Firstly, of course, we have to work on those MDGs which may not have been achieved by 2015. Secondly, we should set more ambitious goals on the basis of the MDG framework, e.g. with reference to the other half of people in extreme poverty, and in particular in fighting hunger. Thirdly, we have to integrate new goals and objectives into the framework, from governance and human rights issues to the GPGs. To say it in one sentence: We have to work for Global Development Goals 2030.
A broader approach to finance global development
If we look at the financial architecture, it is important to recall the Monterrey Consensus, which was built in 2002 on the basement of the Millennium Declaration. Its merit was to highlight the whole variety of financial sources for development, in particular domestic resources, the private sector/FDI, trade, debt issues and ODA as well as the concept of mutual accountability.
The Rome, Paris and Accra Agenda have very much focused on the ODA dimension and tended to narrow down the debate on aid effectiveness. This bears the danger of losing sight of the overall picture of development effectiveness, which calls for a more coherent approach on all sources for financing and promoting development. This approach has to consider recent changes, for example:
- Developing countries are increasingly looking beyond aid.
- Donor countries have to make sure that all economic and financial relations with developing countries are designed in a coherent way that is not harmful to development.
- The international community has to integrate the contributions of new and re-emerging donors as well as the South/South-cooperation and the diversity which goes with it into the broader concept of financing development.
- We all have to integrate the emerging issues of financing GPG, in particular in the context of climate change, into that broader framework not the least in order to make it work for the poor.

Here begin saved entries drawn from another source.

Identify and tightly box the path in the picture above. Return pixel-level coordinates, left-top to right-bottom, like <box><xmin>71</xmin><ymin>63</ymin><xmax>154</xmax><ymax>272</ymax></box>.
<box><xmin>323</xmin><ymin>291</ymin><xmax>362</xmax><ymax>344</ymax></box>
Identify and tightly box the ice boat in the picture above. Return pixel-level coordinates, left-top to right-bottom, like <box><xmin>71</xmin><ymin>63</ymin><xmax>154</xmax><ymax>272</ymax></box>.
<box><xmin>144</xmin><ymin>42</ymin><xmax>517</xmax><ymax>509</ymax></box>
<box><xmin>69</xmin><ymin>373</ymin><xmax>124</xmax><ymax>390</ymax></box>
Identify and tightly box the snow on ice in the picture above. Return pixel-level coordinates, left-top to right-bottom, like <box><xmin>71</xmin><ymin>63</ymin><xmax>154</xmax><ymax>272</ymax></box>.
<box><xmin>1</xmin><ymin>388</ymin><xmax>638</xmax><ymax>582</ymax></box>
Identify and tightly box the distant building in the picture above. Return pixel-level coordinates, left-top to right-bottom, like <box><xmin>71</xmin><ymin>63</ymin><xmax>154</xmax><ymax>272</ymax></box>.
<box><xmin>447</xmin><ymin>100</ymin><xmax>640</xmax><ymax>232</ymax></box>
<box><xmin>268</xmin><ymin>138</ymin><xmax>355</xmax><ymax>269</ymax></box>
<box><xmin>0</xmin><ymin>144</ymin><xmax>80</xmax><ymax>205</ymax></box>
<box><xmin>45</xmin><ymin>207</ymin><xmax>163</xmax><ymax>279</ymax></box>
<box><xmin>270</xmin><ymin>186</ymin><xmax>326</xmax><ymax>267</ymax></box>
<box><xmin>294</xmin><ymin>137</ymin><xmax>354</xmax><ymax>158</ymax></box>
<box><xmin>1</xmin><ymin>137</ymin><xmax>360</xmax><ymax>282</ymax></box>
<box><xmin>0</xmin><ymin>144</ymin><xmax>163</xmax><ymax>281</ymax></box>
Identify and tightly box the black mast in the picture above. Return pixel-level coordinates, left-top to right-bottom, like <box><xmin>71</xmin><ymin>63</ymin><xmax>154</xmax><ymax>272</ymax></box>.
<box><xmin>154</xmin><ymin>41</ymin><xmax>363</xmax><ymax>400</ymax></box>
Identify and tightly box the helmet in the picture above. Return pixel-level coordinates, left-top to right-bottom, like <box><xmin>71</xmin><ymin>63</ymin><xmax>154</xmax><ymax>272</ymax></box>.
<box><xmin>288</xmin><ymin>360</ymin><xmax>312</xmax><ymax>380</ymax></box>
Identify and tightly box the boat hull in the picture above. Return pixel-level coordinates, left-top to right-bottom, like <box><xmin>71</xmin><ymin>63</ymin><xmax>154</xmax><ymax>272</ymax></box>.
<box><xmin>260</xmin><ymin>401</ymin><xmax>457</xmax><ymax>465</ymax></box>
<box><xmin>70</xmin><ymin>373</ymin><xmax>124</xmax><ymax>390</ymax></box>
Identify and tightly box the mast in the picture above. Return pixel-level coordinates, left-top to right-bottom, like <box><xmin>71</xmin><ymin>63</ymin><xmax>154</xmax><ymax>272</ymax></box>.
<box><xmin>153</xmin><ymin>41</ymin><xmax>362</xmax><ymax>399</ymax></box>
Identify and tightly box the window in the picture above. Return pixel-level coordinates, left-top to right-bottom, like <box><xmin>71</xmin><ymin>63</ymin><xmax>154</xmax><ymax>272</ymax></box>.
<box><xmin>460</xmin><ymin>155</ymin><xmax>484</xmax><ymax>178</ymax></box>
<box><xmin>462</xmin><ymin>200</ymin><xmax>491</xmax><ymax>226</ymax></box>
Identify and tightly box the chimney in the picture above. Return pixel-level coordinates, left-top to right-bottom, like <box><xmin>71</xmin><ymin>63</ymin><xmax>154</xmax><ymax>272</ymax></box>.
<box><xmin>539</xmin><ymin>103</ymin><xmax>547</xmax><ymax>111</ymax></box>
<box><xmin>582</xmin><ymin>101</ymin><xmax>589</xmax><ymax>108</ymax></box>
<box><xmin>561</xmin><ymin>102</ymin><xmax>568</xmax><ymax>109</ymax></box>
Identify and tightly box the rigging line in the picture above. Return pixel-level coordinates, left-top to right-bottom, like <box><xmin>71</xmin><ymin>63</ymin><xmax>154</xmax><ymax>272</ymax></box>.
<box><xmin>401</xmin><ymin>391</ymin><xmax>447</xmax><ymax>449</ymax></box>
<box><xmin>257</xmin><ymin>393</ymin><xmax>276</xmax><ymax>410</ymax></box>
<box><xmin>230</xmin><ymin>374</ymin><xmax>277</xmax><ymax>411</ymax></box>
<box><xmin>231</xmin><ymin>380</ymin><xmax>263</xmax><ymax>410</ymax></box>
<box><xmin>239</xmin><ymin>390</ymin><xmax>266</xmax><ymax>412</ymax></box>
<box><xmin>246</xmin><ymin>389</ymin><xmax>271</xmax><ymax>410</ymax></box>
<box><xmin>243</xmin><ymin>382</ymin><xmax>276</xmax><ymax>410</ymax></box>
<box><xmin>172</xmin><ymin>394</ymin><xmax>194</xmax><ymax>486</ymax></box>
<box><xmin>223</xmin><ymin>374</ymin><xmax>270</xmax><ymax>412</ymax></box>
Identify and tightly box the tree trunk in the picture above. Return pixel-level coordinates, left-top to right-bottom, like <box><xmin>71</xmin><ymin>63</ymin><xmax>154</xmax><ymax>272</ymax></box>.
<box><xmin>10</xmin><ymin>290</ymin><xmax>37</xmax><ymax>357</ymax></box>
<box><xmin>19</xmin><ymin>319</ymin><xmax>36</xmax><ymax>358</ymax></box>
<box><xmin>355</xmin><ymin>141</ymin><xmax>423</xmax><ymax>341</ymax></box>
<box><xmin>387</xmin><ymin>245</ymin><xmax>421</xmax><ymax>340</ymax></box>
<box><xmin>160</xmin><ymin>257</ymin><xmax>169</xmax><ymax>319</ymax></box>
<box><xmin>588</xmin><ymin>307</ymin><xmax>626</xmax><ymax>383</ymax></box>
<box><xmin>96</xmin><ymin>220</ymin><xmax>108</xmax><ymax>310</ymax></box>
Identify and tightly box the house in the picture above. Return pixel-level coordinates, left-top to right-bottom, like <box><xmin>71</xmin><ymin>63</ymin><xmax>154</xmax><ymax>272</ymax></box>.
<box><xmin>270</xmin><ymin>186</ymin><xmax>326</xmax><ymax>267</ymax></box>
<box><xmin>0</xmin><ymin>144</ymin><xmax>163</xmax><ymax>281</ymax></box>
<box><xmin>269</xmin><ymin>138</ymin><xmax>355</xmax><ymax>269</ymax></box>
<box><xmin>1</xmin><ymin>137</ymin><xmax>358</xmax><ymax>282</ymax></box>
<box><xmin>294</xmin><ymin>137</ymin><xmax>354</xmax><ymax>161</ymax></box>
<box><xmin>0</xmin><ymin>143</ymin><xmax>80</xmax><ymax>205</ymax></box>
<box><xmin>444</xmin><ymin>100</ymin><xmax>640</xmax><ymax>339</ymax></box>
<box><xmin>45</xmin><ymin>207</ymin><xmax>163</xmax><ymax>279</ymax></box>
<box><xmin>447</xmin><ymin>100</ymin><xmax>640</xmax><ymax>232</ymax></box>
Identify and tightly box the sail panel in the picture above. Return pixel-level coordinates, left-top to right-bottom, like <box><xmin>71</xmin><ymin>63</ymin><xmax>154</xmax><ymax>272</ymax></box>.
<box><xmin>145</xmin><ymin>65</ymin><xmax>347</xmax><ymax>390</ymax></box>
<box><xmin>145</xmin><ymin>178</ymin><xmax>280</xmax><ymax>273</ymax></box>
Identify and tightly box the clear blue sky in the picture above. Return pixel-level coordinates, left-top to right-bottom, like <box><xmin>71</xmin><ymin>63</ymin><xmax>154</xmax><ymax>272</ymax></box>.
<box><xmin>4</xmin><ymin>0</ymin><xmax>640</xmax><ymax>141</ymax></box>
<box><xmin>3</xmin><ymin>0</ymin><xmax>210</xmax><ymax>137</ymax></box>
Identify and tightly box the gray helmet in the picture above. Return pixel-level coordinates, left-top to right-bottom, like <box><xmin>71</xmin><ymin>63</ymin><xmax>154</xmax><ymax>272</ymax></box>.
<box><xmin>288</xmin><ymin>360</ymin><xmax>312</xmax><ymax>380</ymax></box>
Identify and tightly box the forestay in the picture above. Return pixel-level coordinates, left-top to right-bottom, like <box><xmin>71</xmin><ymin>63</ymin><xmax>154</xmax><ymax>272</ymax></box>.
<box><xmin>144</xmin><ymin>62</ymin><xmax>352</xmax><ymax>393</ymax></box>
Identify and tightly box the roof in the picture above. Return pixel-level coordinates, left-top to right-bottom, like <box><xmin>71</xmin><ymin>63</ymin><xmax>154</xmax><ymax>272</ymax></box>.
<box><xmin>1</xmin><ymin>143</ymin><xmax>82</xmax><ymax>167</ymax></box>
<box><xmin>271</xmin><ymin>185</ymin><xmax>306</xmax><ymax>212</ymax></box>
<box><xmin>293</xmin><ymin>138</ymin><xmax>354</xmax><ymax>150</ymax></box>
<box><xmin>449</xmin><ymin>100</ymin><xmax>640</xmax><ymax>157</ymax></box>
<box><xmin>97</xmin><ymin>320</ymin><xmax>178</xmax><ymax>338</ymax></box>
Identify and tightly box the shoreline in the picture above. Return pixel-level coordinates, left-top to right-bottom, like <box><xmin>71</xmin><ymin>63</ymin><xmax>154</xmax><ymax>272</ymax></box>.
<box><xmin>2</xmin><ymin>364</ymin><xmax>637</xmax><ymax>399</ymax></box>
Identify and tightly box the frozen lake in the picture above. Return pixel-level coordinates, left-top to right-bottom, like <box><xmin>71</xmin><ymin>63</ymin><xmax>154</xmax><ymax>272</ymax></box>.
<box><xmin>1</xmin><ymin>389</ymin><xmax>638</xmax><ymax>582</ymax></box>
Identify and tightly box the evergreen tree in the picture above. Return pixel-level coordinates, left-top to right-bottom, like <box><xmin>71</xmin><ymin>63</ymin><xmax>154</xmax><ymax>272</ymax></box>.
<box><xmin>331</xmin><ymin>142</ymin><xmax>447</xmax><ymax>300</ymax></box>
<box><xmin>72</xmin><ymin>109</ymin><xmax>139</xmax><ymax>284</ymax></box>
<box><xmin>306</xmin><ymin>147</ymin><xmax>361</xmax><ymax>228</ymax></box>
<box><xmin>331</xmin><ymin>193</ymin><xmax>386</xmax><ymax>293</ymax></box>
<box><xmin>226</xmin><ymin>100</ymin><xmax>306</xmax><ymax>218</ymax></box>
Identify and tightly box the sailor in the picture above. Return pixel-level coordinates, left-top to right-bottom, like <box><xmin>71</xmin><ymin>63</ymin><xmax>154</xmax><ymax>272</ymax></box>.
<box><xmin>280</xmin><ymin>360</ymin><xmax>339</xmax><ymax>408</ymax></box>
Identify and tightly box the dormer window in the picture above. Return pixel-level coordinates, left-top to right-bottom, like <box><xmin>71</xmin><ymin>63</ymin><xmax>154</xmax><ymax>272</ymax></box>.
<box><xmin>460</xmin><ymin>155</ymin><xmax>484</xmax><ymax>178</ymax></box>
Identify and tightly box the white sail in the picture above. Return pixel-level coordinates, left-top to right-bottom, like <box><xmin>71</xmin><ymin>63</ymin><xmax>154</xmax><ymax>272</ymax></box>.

Given the growing variety of development actors which I expect to stay, we have to acknowledge the limits of hierachical, top-down coordination mechanisms. Instead we have to think more and more in terms of networks and markets of ODA and of the establishment of rules an procedures to be respected within those markets and networks.
Adapting the global governance architecture
The G8, OECD and DAC have a good track record as global leaders on development and the MDGs (e.g. the G8 Gleneagles Summit commitments on ODA, the G8/NEPAD-partnership, the development pillar of the Heiligendamm-Process).
In the context of the financial crisis the G20 established itself as the premier forum for financial and economic issues at leaders’ level. Although this is a major achievement, from a development policy perspective it brings, however, some challenges. For example a lack of representation of LICs and in particular of Africa and the further proliferation of global fora that bears the risk of the development agenda splitting up even further.
Obviously the G20 have to address the impact of the financial crisis on the LICs and I am looking forward to what this group can contribute to a successful replenishment e.g. of IDA. At the same time the G8 under Canadian leadership intends to help with the building up of political momentum in the run up to the MDG summit in September. I think we all have to work very hard to make sure that the G8 and G20 processes work hand-in-hand as far as development is concerned. We should avoid a situation in which the G8 is focusing on the social dimension of development, sometimes wrongly perceived as charity, whilst the economic and financial concerns of the LICs are not dealt with successfully within the G20. In this respect I gratefully recognize South Korea’s strong commitment in putting global development issues on the G20 summit’s agenda for November 2010.
In conclusion: Over the coming years we should jointly strive for a global development agenda and a global governance architecture that can address the global development challenges from poverty to Global Public Goods comprehensively and that brings together traditional donors, new and re-emerging donors and LICs at eye-level.
Thank you very much for your attention.